On July 10th, 2019, the White House Office of Management and Budget (OMB) issued a Request for Information (RFI) to identify “needs for additional access to (or improvements in the quality of) Federal data and models that would improve U.S. artificial intelligence (AI) research and development (R&D) and testing efforts.” Under the February 11, 2019 White House Executive Order on Maintaining American Leadership in Artificial Intelligence, the overarching goal of the OMB’s RFI was to “confront fundamental challenges, novel ideas for human and AI collaboration, and the creation of a more trustworthy AI.”
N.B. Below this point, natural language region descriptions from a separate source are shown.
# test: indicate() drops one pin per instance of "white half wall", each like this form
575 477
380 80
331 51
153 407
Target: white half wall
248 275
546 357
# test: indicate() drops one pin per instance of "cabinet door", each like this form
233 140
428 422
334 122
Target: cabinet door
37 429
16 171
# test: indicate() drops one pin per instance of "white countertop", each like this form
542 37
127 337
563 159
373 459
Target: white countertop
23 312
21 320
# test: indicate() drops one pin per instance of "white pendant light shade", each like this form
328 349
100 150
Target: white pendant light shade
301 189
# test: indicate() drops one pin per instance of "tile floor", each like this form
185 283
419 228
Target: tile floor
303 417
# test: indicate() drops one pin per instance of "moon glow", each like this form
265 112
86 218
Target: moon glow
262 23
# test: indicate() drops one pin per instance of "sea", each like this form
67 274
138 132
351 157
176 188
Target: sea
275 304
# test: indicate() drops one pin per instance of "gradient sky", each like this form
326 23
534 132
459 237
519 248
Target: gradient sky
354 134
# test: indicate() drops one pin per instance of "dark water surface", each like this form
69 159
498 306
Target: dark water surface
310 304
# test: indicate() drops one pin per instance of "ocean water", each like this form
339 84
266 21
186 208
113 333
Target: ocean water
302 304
From transportation and agriculture, to manufacturing and healthcare, over 200,000 data sets have already been made available on www.data.gov. And depending on the various types of R&D applications, different datasets and models may be required to (i) accelerate advances in AI, (ii) enhance AI application explainability, and (iii) ensure more innovative, trustworthy, and inclusive AI applications. Michael Kratsios, Deputy Assistant to the President for Technology Policy, agreed, in summary, stating that the “RFI represents yet another step forward in the American AI Initiative to accelerate our leadership and empower our innovators and the American people.”
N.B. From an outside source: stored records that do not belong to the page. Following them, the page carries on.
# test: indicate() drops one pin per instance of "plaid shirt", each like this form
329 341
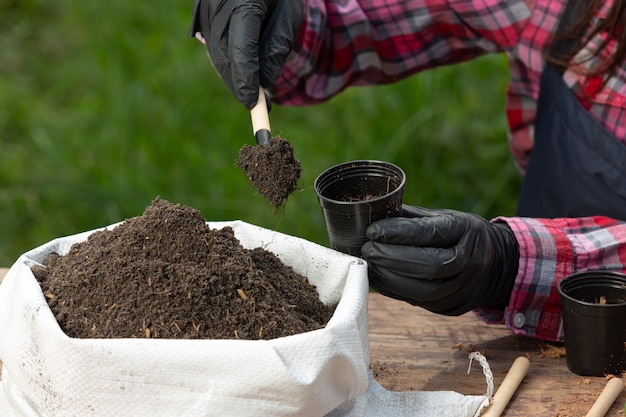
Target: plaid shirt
366 42
550 250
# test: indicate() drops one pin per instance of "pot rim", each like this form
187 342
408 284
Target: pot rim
361 162
580 277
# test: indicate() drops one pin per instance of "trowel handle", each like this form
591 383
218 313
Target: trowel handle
261 120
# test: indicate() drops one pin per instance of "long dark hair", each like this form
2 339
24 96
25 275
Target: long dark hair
612 25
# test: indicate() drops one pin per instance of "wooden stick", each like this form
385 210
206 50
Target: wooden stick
260 119
607 397
509 385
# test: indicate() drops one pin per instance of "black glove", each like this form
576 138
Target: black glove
248 40
446 261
Intel has long realized that the U.S. has a great opportunity with AI to increase its industrial competitiveness, improve the population’s quality of life, and maintain its leadership stance on the world stage. Through its National AI Research and Development Strategic Plan, the OMB’s National Science and Technology Council has signaled its willingness to act to maintain U.S. leadership on AI. Intel stands ready to work closely with all interested stakeholders to develop viable pathways to pursue the development and adoption of responsible data stewardship to unleash the power of AI. Thus, along with responding to the OMB’s RFI with key recommendations regarding key gaps in data and model availability that are slowing progress in AI R&D and testing, we identified those Federal datasets that agencies should earmark as “most important,” outlined herein.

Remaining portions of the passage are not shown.